Monday, March 28, 2022

Dragons - Chapter 84 (DRAFT)

I threw the phone on the bed and rush-stumbled my way into the bathroom, really thinking I was going to vomit. I shut the door and crouched down beside the toilet like I had done earlier in the day in the office, except the toilet in my own house wasn’t cleaned as regularly, and the familiar but sickening smells made me retch immediately. In an instant I was willing it, embracing it, giving myself over to it. Yes. Yes! Get the sickness out, push it out, purge it, now and forever. But still, nothing would come up but phlegm and stomach acid, stinging my lips and dripping uselessly into the bowl.

“Alan? Are you all right? Alan?”

It was Jenny, gently tapping at my bathroom door.

“Yes,” I said, coughing, spitting, drooling. “Yes, I’m all right. Just felt like I had to throw up again.”

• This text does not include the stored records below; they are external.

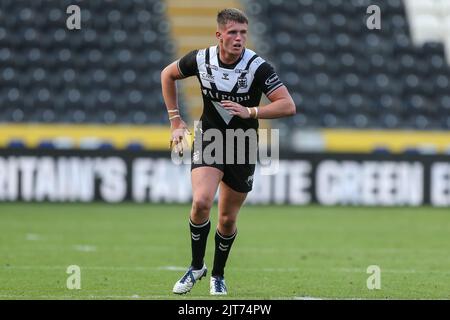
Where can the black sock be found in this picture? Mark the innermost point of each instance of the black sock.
(199, 236)
(223, 247)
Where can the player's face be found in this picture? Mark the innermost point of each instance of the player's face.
(233, 37)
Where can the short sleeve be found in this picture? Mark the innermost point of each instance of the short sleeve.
(187, 65)
(267, 79)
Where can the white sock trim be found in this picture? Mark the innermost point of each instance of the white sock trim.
(226, 238)
(198, 225)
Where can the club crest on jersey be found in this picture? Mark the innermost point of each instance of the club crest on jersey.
(206, 76)
(242, 83)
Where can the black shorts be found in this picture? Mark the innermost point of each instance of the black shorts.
(237, 175)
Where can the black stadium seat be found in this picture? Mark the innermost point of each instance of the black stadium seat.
(103, 73)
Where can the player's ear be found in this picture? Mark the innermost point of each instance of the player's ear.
(219, 36)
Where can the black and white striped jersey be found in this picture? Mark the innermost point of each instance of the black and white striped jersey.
(243, 82)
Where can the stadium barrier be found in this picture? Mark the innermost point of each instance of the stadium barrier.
(301, 179)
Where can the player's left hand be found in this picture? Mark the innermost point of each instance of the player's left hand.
(235, 109)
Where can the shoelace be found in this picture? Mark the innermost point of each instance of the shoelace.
(219, 285)
(186, 275)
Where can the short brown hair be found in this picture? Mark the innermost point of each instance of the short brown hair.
(231, 14)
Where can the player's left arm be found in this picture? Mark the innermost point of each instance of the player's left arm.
(281, 103)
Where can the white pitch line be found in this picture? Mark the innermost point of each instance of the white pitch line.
(85, 248)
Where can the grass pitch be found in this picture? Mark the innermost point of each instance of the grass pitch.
(130, 251)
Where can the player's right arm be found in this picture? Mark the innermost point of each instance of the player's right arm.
(177, 70)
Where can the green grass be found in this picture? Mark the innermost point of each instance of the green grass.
(135, 251)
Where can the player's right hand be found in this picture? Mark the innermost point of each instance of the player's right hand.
(180, 136)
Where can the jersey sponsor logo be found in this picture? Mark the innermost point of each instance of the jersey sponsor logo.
(223, 96)
(273, 79)
(242, 83)
(206, 76)
(212, 66)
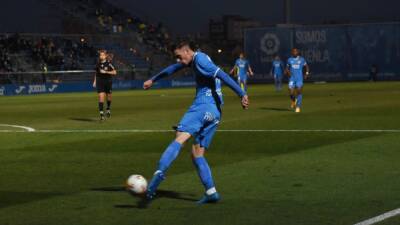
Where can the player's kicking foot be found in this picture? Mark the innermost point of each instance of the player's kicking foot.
(293, 104)
(102, 118)
(213, 198)
(154, 183)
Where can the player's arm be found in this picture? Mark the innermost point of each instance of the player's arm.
(234, 86)
(233, 70)
(94, 81)
(113, 71)
(164, 73)
(287, 70)
(251, 73)
(307, 73)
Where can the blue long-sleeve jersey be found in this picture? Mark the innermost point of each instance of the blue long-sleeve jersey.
(208, 79)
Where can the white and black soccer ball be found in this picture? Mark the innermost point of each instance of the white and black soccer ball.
(137, 184)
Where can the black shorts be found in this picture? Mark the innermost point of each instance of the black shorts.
(104, 86)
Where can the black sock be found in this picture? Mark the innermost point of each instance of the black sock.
(108, 105)
(101, 106)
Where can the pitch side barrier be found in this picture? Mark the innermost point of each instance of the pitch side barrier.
(29, 83)
(334, 52)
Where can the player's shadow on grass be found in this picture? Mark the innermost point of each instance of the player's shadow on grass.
(90, 120)
(275, 109)
(143, 203)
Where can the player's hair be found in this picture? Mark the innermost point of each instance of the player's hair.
(102, 51)
(183, 44)
(110, 57)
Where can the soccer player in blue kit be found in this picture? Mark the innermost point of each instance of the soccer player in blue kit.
(242, 68)
(200, 121)
(277, 71)
(294, 70)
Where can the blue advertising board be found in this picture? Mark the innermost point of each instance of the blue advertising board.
(29, 89)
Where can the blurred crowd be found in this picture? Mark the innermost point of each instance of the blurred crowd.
(116, 20)
(18, 53)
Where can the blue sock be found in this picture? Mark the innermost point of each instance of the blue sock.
(204, 172)
(165, 162)
(169, 156)
(299, 100)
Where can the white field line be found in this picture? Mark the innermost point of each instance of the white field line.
(28, 129)
(380, 218)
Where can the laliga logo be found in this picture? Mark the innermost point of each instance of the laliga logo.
(51, 89)
(20, 89)
(270, 44)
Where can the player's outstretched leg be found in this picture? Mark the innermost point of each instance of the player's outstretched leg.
(204, 172)
(101, 106)
(292, 99)
(299, 100)
(169, 155)
(109, 99)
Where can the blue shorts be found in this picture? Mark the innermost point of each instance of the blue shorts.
(201, 121)
(295, 83)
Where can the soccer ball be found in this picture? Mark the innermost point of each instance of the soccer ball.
(137, 184)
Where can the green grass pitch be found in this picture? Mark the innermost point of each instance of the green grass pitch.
(274, 178)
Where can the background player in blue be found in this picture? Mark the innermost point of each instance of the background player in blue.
(277, 71)
(242, 68)
(200, 121)
(294, 70)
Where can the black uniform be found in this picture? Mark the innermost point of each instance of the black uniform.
(104, 81)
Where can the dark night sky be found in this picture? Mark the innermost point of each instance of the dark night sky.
(192, 15)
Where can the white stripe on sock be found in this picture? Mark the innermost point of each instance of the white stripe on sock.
(211, 191)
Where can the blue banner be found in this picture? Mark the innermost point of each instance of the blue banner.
(10, 89)
(332, 52)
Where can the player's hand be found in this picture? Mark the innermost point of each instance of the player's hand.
(148, 84)
(307, 75)
(245, 102)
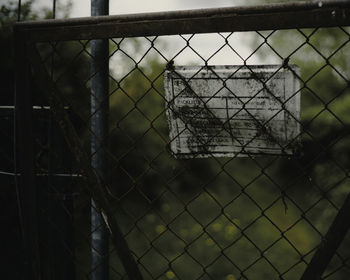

It was a lie and the truth at the same time, exactly the kind of strange dichotomy that had characterized so much of our marriage. I pulled down the toilet seat, knowing that it was likely to be cleaner than the rim of the bowl, and laid my head down upon it.

“Do you need anything?”

“No,” I said. “No. I’ll be okay. Just give me a few minutes.”

“There’s still time to make that doctor’s appointment. If you’re feeling up to it.”

What? A doctor’s appointment? When? What time is it now? Should I? Shouldn’t I? Could I?

“Alan?”

Fuck. “Just give me a few minutes, okay?”

There was no response from Jenny, but I watched as her shadow moved away from the light at the bottom of the door.

“Where’s Daddy?” I heard Jacob say distantly, a frightened curiosity in his voice.

“He’s in the bathroom, honey. Come on, let’s go watch one of your videos.”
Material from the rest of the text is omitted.